Ce qui est né dans la violence s’achève dans la violence.
Et, subitement, je me suis dit: je suis exactement comme eux, je flotte dans la vie.
Il arrivait parfois que les travaux sur le port ralentissent et on voyait des migrants affluer en ville à la recherche de quelques journées de labeur temporaire ici ou là, grâce à quiconque accepterait de les employer. Au cours de ces périodes, la ville semblait fonctionner normalement ; autrement dit, une visiteuse comme vous ne remarquerait rien d’inhabituel.
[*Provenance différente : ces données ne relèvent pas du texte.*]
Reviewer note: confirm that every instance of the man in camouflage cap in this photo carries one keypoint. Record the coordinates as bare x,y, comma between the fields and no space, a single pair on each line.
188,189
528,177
Vous verrier les bus et les marchés, les commerçants balayant devant leur porte, des gens assis aux petites cantines de rus en bordure de la chaussée, mais vous ne percevriez pas l’angoisse sous-jacente, la conscience que la ville entière dépendait du commerce avec toutes sortes de sites éloignés, de l’achat et de la vente de produits à des gens dont nous ne saurions jamais rien. Si en Amérique un politicien décide qu’il ne faut plus acheter de gants en latex en Malaisie, subitement, dix fabriques de la région doivent fermer. Les Européens veulent sauver cette putain de planète, alors ils interdisent l’utilisation de l’huile de palme dans les aliments : en l’espace d’un mois, le port entier est à genoux. La vie continue, mais vous sentez qu’elle s’échappe lentement, et vous craignez qu’elle ne revienne jamais. A cause de cette peur, vous vous sentez comme en suspens. De l’extérieur, la vie semble normale, mais intérieurement elle se fige peu à peu.
(p. 321-322, “2 janvier”, Partie 4, “Janvier”).